Farc money funded arms deals

                                  By Toby Harnden

                                  The intelligence services on both sides of the Atlantic
                                  are still assessing what the IRA received for
                                  assisting Farc and how its activities in Colombia fit
                                  into the global terrorist network.

                                  Although the IRA received money drawn from Farc's
                                  narco-trafficking, it is not believed the Provisionals
                                  were paid in drugs.

                                  The Farc is an unlikely source of the type of
                                  handguns and .50 calibre weapons the IRA is known
                                  to want, but the money from Colombia was probably
                                  used to fund arms deals elsewhere.

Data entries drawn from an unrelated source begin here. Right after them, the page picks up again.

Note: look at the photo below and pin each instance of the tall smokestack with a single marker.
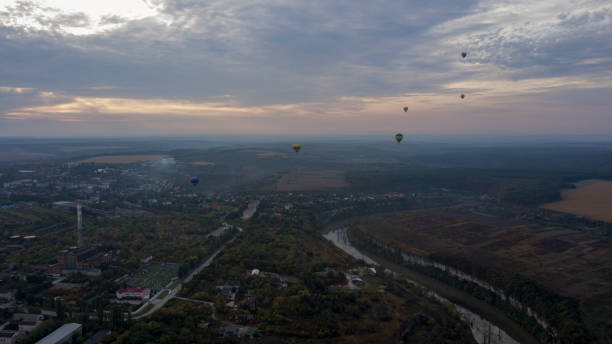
(80, 224)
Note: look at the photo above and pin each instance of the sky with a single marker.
(279, 67)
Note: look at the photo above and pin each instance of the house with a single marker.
(228, 291)
(356, 280)
(283, 282)
(9, 337)
(7, 296)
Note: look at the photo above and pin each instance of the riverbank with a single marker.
(481, 308)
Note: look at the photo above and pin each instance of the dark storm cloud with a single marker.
(263, 51)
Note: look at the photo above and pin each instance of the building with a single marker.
(133, 293)
(83, 258)
(7, 296)
(9, 337)
(86, 258)
(63, 334)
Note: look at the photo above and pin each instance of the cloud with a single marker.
(325, 61)
(18, 90)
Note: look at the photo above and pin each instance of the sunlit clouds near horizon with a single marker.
(280, 67)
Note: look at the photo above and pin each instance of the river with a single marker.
(483, 330)
(250, 210)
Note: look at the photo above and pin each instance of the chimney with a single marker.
(80, 224)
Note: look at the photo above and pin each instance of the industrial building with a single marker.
(84, 258)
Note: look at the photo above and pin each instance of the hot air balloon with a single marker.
(195, 181)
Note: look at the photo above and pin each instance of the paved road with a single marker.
(211, 304)
(158, 303)
(204, 265)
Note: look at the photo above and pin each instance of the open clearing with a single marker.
(266, 153)
(203, 163)
(81, 148)
(154, 275)
(311, 180)
(120, 159)
(592, 200)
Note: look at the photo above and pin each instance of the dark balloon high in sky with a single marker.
(149, 67)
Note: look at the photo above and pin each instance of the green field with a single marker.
(154, 275)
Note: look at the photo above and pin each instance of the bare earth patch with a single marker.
(593, 201)
(120, 159)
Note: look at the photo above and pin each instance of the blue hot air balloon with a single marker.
(195, 181)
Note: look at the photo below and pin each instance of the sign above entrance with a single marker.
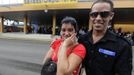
(51, 2)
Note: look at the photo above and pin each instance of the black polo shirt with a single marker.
(111, 55)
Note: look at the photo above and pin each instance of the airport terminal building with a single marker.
(44, 16)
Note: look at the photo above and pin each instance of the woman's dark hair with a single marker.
(71, 21)
(104, 1)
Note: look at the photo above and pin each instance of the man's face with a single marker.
(67, 30)
(100, 16)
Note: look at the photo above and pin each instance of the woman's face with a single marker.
(67, 30)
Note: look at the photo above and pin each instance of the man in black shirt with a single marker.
(107, 53)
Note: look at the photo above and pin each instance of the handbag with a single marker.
(49, 68)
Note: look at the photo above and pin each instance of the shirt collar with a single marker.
(109, 35)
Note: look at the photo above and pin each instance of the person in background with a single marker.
(66, 51)
(107, 53)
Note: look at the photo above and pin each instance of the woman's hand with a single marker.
(70, 41)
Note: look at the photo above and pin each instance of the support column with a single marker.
(1, 25)
(54, 25)
(25, 24)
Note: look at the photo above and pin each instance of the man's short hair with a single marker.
(104, 1)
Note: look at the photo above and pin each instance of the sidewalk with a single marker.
(22, 36)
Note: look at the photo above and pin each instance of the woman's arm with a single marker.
(66, 65)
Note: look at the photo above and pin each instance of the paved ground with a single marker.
(23, 57)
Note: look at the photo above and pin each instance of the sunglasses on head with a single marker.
(103, 14)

                                  Claims by the driver of Fabian Ramirez, a Farc
                                  leader, that he helped unload boxes of missiles from
                                  a private plane in 2000 suggest a joint IRA-Farc
                                  arms deal with terrorists in Nicaragua.

                                  A glance at the false passport of Niall Connolly, Sinn
                                  Fein's former representative in Cuba and allegedly
                                  the IRA's link man in Latin America, gives clues to
                                  what the Irish republican movement might have
                                  been up to.

                                  Using a false passport issued in 1994 in the name of
                                  David Bracken, who had died as a baby in 1966,
                                  Connolly travelled frequently to Venezuela - a
                                  country often used to enter Colombia - Panama,
                                  Nicaragua and El Salvador, all of which are potential
                                  sources of weapons.

                                  Connolly also used a false passport in the name of
                                  Ralph McKay. Intelligence information supplied by
                                  the Irish to the Colombians said Connolly was in
                                  Cuba at the start of the 1990s "acting as a liaison
                                  between the IRA and Latin American movements". In
                                  early 2001 he was found trying to get another false
                                  passport in Dublin.

                                  There are also strong circumstantial links between
                                  the Colombia Three and the Florida Three - Conor
                                  Claxton, Anthony Smyth and Martin Mullan, who
                                  were convicted of gun-running for the IRA.

                                  Smyth was a Spanish speaker who had lived in
                                  Venezuela for 11 years while one of Claxton's
                                  girlfriends was Idoia Elorriaga, a Basque activist and
                                  member of Heri Batasuna, ETA's political wing, who
                                  travelled frequently to Cuba.